L’article 1 de la loi d’orientation et de programmation pour la refondation de l’école de la République du 8 juillet 2013 (rapport annexe) pointe le problème et laisse une marge de manœuvre pour concevoir une politique de mixité sociale : « S’agissant de la carte scolaire, les études montrent que les assouplissements de la sectorisation ont accru les difficultés des établissements les plus fragiles. Le retour à une sectorisation ou à d’autres modalités de régulation favorisant la mixité scolaire et sociale devra être examiné, expérimenté et mis en œuvre ».
Par ailleurs, l’article L. 111-1 du code de l’éducation modifié par l’article 20 de la loi du 8 juillet 2013 d’orientation et de programmation pour la refondation de l’école de la République fait de la mixité scolaire une obligation légale et prévoit que le service public de l’éducation veille « à la mixité sociale des publics scolarisés au sein des établissements d'enseignement ».
- Des pistes pour réaliser et faire vivre l’hétérogénéité de la population scolaire
L’affinement de la procédure d’affectation, une avancée vers davantage de mixité sociale
Un dispositif d’affectation peut-il faire reculer la ségrégation sociale en ayant un effet correcteur ? L’exemple parisien donne une réponse positive.
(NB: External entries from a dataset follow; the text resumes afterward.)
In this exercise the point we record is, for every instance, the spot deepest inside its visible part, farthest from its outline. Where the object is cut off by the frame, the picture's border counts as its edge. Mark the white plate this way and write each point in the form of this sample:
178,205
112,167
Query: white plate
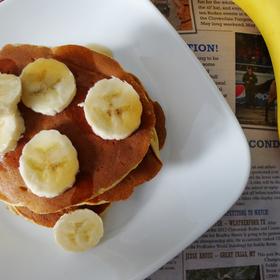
206,157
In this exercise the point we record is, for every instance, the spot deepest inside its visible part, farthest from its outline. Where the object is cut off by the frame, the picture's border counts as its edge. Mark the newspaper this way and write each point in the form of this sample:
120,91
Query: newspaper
245,243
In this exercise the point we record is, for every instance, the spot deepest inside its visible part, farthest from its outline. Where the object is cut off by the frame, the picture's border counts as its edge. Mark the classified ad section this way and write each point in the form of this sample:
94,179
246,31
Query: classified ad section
245,243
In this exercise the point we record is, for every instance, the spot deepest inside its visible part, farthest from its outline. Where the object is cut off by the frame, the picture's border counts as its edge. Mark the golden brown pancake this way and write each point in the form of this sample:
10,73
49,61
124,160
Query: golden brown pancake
144,172
102,162
49,220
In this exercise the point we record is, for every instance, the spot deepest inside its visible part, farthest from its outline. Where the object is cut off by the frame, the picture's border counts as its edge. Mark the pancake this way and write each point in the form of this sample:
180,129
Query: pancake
102,163
49,220
145,171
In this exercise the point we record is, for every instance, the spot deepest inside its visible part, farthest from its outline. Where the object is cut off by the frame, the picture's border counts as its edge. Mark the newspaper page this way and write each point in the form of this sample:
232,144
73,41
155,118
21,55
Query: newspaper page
245,243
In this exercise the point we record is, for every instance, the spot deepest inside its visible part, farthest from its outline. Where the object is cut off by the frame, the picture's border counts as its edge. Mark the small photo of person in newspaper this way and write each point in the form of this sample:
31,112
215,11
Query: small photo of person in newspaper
178,12
255,84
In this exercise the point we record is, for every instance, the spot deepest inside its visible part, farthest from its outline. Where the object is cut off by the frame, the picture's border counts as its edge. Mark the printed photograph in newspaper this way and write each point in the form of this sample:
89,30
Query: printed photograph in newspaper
179,13
255,84
225,273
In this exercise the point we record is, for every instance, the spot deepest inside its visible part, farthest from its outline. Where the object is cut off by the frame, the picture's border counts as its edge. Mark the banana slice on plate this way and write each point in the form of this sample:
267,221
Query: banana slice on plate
48,86
48,163
79,230
10,93
11,128
113,109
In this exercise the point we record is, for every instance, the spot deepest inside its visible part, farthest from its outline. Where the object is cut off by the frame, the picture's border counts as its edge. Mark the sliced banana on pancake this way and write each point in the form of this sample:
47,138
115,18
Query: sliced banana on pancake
11,128
10,93
48,163
113,109
155,143
79,230
48,86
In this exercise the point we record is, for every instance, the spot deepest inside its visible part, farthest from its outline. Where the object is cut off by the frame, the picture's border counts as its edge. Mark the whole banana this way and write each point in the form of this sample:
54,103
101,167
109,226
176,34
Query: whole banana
266,15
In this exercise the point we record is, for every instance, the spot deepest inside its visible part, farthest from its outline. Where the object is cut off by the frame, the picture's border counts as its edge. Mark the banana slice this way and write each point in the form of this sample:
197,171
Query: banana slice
48,163
79,230
11,128
10,93
155,143
48,86
113,109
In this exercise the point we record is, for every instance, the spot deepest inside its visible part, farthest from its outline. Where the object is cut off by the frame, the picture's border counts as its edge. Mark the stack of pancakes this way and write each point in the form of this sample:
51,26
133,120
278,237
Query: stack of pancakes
109,169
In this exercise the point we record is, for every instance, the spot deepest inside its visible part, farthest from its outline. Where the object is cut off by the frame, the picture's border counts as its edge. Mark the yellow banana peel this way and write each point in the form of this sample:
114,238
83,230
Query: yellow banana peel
266,15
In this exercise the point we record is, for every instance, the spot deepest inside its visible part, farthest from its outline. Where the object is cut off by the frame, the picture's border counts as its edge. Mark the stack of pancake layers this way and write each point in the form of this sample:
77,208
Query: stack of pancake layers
109,170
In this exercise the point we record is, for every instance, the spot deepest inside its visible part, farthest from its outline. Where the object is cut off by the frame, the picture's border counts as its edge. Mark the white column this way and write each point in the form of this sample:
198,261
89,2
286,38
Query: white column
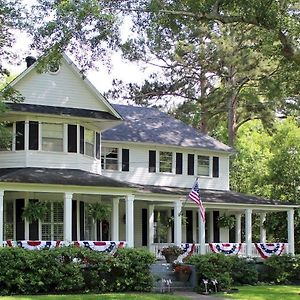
151,228
68,217
263,232
238,228
177,222
248,231
211,226
115,220
129,220
201,234
291,237
195,238
1,217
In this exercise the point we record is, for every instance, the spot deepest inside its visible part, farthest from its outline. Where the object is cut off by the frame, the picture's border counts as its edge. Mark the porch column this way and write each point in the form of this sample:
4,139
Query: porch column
151,227
291,237
211,226
177,223
1,217
201,233
248,231
129,220
68,216
115,219
238,228
263,232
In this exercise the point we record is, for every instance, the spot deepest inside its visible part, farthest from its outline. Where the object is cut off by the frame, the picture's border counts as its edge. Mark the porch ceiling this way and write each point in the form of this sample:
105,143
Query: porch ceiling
213,196
59,176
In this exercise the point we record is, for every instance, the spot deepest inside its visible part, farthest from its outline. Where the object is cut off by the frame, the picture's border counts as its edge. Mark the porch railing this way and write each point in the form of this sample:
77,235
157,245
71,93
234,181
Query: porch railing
156,248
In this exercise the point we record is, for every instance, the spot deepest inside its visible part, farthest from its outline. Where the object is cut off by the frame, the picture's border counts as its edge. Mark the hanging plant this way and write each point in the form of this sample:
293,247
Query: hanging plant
99,211
226,221
35,211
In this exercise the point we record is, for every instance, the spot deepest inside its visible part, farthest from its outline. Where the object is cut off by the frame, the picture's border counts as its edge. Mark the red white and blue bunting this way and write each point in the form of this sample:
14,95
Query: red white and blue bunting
225,248
34,245
268,249
107,247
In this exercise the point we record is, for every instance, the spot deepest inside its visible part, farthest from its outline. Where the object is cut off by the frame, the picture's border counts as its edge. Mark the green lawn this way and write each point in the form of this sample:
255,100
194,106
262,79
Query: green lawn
266,292
96,296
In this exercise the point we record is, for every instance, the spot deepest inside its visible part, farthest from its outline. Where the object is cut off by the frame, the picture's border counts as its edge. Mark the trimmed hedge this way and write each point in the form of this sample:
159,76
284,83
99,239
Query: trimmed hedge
227,270
74,270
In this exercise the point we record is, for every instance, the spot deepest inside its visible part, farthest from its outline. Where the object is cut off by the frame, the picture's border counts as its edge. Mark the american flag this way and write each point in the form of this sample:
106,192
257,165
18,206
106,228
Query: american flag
194,195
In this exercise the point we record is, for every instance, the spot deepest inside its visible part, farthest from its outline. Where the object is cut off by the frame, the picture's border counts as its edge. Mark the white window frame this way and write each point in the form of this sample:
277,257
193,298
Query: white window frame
209,165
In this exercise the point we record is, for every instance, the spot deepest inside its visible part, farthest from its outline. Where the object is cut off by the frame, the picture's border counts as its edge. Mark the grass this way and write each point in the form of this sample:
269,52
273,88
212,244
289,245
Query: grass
266,292
96,296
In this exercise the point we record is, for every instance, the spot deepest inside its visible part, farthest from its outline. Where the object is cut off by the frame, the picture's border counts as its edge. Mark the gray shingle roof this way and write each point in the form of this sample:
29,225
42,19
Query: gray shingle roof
149,125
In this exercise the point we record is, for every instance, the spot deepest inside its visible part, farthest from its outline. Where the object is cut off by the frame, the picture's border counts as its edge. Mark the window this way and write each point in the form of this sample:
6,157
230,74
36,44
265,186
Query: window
215,166
191,164
152,161
203,165
178,163
89,136
72,138
109,158
33,135
165,162
125,159
52,137
53,223
6,138
20,133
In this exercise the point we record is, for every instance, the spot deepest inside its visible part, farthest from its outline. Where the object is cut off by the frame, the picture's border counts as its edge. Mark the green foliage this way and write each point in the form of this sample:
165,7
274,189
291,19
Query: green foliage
71,269
282,269
35,210
227,270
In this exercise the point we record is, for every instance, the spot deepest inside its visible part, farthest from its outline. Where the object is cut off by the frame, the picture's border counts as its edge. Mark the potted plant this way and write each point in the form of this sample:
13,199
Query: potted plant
183,272
171,253
226,221
35,210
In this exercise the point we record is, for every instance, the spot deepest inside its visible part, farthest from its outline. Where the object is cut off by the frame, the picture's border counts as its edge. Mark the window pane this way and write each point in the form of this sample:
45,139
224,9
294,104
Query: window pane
203,165
109,158
89,142
52,137
165,162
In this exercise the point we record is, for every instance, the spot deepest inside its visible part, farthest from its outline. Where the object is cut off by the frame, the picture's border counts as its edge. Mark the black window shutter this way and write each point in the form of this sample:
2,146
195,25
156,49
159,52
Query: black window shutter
125,159
215,166
178,163
72,138
152,161
33,135
191,164
81,140
97,145
20,130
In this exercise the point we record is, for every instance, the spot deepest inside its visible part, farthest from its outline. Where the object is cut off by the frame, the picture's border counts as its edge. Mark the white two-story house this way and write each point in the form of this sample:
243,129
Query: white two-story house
71,147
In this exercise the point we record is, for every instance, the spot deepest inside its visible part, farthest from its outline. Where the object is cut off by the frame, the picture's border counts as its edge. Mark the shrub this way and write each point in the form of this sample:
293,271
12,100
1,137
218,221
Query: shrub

À Paris en effet, le logiciel Affelnet a été utilisé pour l’orientation de fin de 3e en donnant aux boursiers un bonus, ce qui a permis l’arrivée de boursiers dans des établissements pas très ouverts à ce public scolaire. C’est donc une avancée qu’il faut saluer.
Mais, comme la procédure d’affectation prend aussi en compte les résultats scolaires, la mixité scolaire ne progresse pas et on ne réduit pas vraiment la hiérarchie entre les établissements : « l’importance du poids accordé aux notes dans le barème d’affectation parisien induit pour la population des élèves non-boursiers, une forte stratification des établissements en fonction du niveau scolaire des élèves, qui n’est que partiellement compensée par l’attribution du bonus boursier »[23].
En réalité, les pays qui ont réduit la ségrégation scolaire « ne sont pas ceux qui ont sophistiqué les procédures d’affectation pour s’adapter à la hiérarchisation de l’offre scolaire. Ce sont au contraire ceux qui ont cherché à limiter les hiérarchisations et les clivages entre établissements[24]». D’autres pistes complémentaires doivent donc être explorées.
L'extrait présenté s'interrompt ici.